Finding a location for episode 5 has been a source of tremendous discouragement for me. I have discovered some good news, however – Riverside Film Studios offers their studio for use (at a price of $850/day). I came across another website that was displaying establishments that had agreed to allow their venues as filming locations. I initially believed these to be free for public use, but after speaking with 1 agent it looks like it would cost me ~ 550 a day for use.
It’s funny, I have spent a solid year learning anything and everything I could find as it relates to film production, from pre- to post-. I have no issue learning a new program, studying new equipment, or reaching out through social media to market the videos. But for some reason finding an adequate location has depressed me.
I know why – it’s a certain feeling of helplessness. It greets you as soon as you set outside in search of a new path. It pesters you when you’re sleeping and eats at you when you’re not.
A huge concern of mine is obviously the price. Not to sound frustrated, but what kind of a fucking idiot would I be to pay that amount for a production as low budget as mine? One of the reasons it has affected me to this extent is because during my conversations I have received discounted offers – and they are nowhere near what I am willing to pay.

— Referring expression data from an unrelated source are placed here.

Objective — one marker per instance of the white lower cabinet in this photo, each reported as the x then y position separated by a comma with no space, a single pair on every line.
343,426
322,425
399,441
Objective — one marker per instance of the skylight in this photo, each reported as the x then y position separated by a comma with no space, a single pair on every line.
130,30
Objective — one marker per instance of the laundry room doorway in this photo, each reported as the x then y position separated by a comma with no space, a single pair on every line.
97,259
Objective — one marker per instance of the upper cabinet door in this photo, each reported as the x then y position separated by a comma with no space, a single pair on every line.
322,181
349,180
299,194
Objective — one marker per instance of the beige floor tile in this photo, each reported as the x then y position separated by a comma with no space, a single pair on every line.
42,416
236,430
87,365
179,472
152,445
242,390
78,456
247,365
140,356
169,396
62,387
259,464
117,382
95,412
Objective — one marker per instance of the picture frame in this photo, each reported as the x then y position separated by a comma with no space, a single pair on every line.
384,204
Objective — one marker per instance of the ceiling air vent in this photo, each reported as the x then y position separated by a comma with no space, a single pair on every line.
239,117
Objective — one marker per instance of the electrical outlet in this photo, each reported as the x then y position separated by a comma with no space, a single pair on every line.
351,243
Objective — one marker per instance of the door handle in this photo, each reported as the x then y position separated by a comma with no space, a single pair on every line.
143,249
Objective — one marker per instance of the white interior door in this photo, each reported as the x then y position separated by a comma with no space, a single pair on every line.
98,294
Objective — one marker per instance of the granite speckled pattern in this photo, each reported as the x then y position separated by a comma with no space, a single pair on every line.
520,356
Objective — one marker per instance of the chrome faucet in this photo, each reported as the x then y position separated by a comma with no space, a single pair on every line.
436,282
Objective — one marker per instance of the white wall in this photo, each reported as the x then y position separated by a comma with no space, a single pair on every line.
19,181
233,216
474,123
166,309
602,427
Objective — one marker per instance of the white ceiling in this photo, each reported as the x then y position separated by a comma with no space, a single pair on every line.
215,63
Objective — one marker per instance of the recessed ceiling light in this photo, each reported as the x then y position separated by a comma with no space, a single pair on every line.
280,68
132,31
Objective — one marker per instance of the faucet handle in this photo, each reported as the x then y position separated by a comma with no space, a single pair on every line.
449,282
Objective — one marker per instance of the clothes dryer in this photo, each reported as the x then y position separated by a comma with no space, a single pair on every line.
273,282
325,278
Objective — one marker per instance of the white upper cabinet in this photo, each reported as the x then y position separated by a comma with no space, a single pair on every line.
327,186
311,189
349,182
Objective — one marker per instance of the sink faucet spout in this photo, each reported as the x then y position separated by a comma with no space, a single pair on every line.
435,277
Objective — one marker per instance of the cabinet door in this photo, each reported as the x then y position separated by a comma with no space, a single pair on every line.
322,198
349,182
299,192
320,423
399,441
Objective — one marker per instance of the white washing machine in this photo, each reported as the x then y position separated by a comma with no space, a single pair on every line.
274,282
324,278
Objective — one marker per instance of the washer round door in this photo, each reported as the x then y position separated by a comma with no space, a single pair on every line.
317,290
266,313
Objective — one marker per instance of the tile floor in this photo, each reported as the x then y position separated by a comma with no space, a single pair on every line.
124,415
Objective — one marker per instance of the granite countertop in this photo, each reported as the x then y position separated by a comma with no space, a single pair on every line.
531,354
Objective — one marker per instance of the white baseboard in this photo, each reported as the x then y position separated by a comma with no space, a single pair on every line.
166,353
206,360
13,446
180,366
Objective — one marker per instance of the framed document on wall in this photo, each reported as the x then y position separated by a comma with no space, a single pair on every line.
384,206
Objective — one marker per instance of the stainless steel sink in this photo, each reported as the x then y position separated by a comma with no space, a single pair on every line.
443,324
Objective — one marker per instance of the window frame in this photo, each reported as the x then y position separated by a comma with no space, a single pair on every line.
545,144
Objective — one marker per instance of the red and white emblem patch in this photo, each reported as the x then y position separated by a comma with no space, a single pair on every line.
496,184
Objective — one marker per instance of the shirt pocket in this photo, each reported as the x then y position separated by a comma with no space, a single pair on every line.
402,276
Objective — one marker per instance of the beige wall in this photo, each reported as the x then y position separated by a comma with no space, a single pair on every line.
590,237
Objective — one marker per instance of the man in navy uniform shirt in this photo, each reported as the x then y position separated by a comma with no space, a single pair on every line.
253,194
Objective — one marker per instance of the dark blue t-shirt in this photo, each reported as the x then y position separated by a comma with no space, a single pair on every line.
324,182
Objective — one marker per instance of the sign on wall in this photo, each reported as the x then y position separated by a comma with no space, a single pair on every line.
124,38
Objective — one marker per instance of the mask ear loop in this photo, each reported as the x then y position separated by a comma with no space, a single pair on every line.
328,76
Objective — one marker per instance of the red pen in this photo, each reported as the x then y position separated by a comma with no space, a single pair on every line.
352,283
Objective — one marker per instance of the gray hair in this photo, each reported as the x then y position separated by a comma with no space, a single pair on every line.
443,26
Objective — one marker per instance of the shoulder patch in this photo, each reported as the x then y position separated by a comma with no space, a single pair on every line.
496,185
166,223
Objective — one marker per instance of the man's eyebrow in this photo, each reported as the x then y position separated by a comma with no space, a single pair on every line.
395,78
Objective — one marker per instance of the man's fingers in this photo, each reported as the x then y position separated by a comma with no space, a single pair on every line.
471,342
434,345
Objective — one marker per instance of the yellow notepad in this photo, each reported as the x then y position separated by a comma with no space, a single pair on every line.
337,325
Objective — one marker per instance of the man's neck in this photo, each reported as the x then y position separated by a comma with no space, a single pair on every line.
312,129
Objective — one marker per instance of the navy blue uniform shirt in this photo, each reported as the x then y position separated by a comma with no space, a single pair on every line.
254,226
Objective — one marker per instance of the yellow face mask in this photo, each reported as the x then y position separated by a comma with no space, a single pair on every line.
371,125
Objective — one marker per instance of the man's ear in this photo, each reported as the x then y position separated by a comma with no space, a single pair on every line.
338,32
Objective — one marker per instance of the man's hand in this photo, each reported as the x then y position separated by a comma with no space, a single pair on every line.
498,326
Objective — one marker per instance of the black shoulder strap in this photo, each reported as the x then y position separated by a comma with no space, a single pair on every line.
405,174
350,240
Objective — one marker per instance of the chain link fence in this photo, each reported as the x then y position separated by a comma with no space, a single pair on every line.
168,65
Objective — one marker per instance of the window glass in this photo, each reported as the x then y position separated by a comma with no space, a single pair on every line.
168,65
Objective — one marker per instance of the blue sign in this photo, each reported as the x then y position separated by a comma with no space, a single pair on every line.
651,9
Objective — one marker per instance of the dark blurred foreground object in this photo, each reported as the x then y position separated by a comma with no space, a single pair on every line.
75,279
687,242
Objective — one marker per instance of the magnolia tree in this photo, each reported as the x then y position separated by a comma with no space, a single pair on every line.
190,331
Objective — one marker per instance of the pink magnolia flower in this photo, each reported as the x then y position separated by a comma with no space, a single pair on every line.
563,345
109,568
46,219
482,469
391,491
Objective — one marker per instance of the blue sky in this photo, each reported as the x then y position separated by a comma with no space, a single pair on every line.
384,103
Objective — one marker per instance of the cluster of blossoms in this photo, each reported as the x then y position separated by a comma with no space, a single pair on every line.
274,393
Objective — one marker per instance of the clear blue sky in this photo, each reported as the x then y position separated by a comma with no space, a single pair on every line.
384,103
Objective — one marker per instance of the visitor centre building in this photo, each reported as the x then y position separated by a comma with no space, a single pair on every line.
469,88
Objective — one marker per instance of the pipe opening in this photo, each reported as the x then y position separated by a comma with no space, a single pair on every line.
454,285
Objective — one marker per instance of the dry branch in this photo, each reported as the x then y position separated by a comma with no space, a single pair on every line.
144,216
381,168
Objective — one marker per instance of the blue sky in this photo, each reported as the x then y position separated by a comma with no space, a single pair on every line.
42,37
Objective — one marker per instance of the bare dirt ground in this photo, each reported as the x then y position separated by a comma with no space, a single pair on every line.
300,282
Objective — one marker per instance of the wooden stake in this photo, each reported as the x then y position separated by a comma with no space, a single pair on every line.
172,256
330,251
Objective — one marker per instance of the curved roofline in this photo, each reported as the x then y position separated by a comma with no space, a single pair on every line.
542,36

On the upside of all-things-perspective, I have not been reaching out and contacting other potential venues/agents/services as much as I can. Part of the reason is that they are used to dealing with legitimate, established production companies. I absolutely detest having to explain how inferior and new my company is. Another great area of frustration for me has been discussion of future plans – or “making it in the industry.”
This area of frustration does not make logical sense, and I’m aware of that. But for some reason it drives me to befuddled introspection when I spend any time considering my lack of interest in pursuing a Hollywood career in any sensible way. It’s as if I’m obsessively improving in a field for a job I have no intention of applying for. It’s kind of a sign of insanity… I just would like to tell good stories, and that’s the source for everything that I do.
But I’m awake early today and determined to take action. I believe when you set out to do everything in your power in order to accomplish a goal an unseen pathway reveals itself. I also believe that if you keep trudging along blindly the rays of dawn will gradually appear.
Not that it’s of any real relevance here, or to this post, but I have spent the better part of the past month working with pro tools by remastering episode 1. I finally have a working understanding of what it means to “mix audio” for a film. I successfully exported the stems yesterday and enjoyed watching the film with sounds, music and words that were was cared for, EQ’d, cross-faded, and leveled (though not perfect). I still have to figure out how to export each track as mono (rather than stereo) because I believe this is required in order to export for surround sound from premiere pro. Maybe I’ll do a post about everything I learned tomorrow.
Anyways, just wanted to type up an update here. Enjoy your day and the journey that awaits you.